Mar 31, 2017 11:41 PM EDT
To celebrate International Women's Day (March 8), Microsoft announced a social campaign that encourages more young girls to pursue careers in the fields of STEM or science, technology, engineering and math. The social media hashtag #MakeWhatsNext is what's used to help girls get more engaged in the activity.
According to Microsoft, the campaign aims to raise awareness on the issues why girls drop out or lose interest in STEM-related subjects. They also aim to spark and bring that excitement and interest and make these young girls see that they can change the world.
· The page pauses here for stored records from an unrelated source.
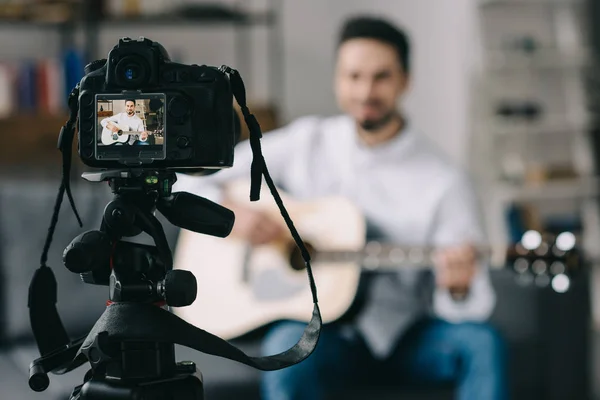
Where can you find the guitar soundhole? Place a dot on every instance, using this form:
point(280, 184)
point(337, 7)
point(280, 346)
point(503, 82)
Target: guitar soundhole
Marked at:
point(296, 260)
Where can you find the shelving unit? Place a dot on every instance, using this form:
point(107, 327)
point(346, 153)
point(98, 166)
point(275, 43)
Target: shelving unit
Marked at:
point(535, 52)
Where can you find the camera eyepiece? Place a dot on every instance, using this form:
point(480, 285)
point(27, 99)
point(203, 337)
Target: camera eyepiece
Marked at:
point(132, 71)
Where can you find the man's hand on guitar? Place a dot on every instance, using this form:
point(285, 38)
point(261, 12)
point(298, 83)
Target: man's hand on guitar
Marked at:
point(256, 227)
point(455, 269)
point(112, 127)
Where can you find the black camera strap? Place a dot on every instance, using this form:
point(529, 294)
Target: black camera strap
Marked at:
point(148, 322)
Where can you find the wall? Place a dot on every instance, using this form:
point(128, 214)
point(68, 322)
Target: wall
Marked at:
point(442, 33)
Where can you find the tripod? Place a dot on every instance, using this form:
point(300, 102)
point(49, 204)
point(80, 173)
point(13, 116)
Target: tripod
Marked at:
point(139, 276)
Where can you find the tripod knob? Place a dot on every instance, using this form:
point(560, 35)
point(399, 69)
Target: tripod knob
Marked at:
point(179, 288)
point(87, 252)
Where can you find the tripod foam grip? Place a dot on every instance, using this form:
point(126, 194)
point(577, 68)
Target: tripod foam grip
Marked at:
point(197, 214)
point(180, 288)
point(38, 379)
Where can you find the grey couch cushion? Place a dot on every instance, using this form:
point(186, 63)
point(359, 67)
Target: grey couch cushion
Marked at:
point(25, 212)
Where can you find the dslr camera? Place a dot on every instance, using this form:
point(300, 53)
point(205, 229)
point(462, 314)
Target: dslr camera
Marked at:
point(137, 109)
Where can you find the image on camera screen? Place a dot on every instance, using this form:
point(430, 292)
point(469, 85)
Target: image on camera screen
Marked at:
point(130, 129)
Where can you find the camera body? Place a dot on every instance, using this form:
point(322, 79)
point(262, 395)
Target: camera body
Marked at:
point(137, 109)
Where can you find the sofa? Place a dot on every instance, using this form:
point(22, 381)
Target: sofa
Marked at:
point(548, 334)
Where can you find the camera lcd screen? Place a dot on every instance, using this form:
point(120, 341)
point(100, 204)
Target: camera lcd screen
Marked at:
point(130, 129)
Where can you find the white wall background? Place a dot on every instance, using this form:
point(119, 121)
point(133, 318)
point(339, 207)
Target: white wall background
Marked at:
point(442, 33)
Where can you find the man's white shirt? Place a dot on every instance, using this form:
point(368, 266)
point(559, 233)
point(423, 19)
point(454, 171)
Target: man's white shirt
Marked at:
point(134, 123)
point(405, 187)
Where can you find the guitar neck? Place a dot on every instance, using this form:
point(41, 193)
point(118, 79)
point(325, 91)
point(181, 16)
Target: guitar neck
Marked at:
point(383, 256)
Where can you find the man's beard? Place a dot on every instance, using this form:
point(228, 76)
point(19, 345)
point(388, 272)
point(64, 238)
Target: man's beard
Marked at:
point(375, 125)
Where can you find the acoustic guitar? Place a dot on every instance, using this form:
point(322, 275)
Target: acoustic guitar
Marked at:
point(242, 288)
point(123, 135)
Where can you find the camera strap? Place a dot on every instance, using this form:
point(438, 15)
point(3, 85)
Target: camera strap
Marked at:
point(148, 322)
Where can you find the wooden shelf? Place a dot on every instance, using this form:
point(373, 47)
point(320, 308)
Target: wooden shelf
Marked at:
point(33, 138)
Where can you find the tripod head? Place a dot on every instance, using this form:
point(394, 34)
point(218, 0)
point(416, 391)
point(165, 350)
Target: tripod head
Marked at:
point(136, 272)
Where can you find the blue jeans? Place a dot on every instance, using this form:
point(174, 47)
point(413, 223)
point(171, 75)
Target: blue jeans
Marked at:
point(470, 355)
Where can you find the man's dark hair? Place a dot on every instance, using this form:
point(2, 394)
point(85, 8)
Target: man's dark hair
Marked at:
point(378, 29)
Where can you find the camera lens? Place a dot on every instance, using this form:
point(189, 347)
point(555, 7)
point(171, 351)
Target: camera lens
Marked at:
point(132, 71)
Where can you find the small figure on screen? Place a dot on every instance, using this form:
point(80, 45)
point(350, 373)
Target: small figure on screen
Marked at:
point(117, 128)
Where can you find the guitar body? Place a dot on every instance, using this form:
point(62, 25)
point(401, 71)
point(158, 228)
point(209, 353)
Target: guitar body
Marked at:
point(242, 288)
point(109, 137)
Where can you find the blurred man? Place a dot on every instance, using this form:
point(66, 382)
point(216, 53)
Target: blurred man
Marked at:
point(412, 327)
point(127, 121)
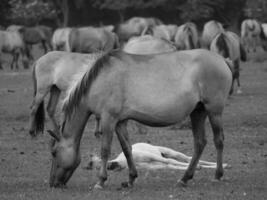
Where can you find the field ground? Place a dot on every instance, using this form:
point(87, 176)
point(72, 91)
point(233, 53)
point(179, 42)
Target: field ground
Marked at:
point(25, 163)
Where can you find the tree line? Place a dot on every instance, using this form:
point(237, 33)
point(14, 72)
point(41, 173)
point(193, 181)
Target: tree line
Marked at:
point(96, 12)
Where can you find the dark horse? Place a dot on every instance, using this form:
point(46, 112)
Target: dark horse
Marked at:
point(156, 90)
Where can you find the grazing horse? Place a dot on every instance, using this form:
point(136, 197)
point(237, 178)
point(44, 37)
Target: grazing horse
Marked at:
point(11, 42)
point(210, 30)
point(150, 157)
point(148, 44)
point(156, 90)
point(34, 35)
point(186, 37)
point(53, 73)
point(228, 45)
point(250, 34)
point(134, 26)
point(60, 39)
point(90, 40)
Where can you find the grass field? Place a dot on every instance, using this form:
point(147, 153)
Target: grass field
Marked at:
point(25, 163)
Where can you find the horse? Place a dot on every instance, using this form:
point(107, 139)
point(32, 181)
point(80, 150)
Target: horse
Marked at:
point(228, 45)
point(250, 34)
point(186, 37)
point(90, 40)
point(34, 35)
point(11, 42)
point(134, 26)
point(156, 90)
point(53, 74)
point(60, 39)
point(210, 30)
point(148, 44)
point(14, 27)
point(163, 31)
point(150, 157)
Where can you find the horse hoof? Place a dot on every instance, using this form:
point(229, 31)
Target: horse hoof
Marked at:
point(239, 91)
point(126, 185)
point(181, 183)
point(98, 187)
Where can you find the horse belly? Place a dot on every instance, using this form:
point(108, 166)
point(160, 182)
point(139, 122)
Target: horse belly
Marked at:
point(161, 106)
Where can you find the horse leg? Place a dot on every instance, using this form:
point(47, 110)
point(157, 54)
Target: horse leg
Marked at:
point(44, 46)
point(122, 133)
point(216, 124)
point(107, 128)
point(198, 117)
point(37, 114)
point(51, 107)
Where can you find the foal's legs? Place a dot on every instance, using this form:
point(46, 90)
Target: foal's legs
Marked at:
point(107, 128)
point(198, 117)
point(216, 124)
point(51, 107)
point(122, 133)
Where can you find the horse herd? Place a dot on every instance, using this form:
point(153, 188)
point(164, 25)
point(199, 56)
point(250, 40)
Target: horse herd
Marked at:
point(145, 79)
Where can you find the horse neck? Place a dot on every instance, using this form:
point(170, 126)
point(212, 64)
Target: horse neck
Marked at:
point(74, 125)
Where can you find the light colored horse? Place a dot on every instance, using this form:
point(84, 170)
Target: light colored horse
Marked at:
point(35, 35)
point(90, 40)
point(157, 90)
point(134, 26)
point(53, 74)
point(11, 42)
point(250, 34)
point(60, 39)
point(150, 157)
point(186, 37)
point(163, 31)
point(210, 30)
point(14, 27)
point(228, 45)
point(148, 44)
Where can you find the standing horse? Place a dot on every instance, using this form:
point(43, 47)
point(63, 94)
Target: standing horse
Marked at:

Mary Snapp, corporate vice president of Microsoft Philanthropies said that they really aim to challenge and encourage girls to stay in STEM so that they will feel empowered to solve the problems and issues that are more pressing to them, from creating solutions to these problems, to issues on climate change, to finding cure for cancer and a lot more.
According to a study published by Microsoft in January 3, girls have the tendency to become uninterested in STEM fields when they grow older, especially when they reach 15. And according to the #MakeWhatsNext campaign, only 6.7 percent of women who graduated from college have taken degrees related to STEM.
Cindy Kohlleppel, a NCWIT Aspirations in Computing award winner who credits Microsoft's programs for encouraging her to study STEM-related subjects, said that women are needed in STEM because without them, the industry is actually missing half of the knowledge they could gain. The NCWIT award is given to 50 female students who are able to exhibit passion for STEM fields, and Kohlleppel was just awarded this year. She said that it was her interest and increased passion in her field, computer science, was the product from Microsoft's DigiGirlz.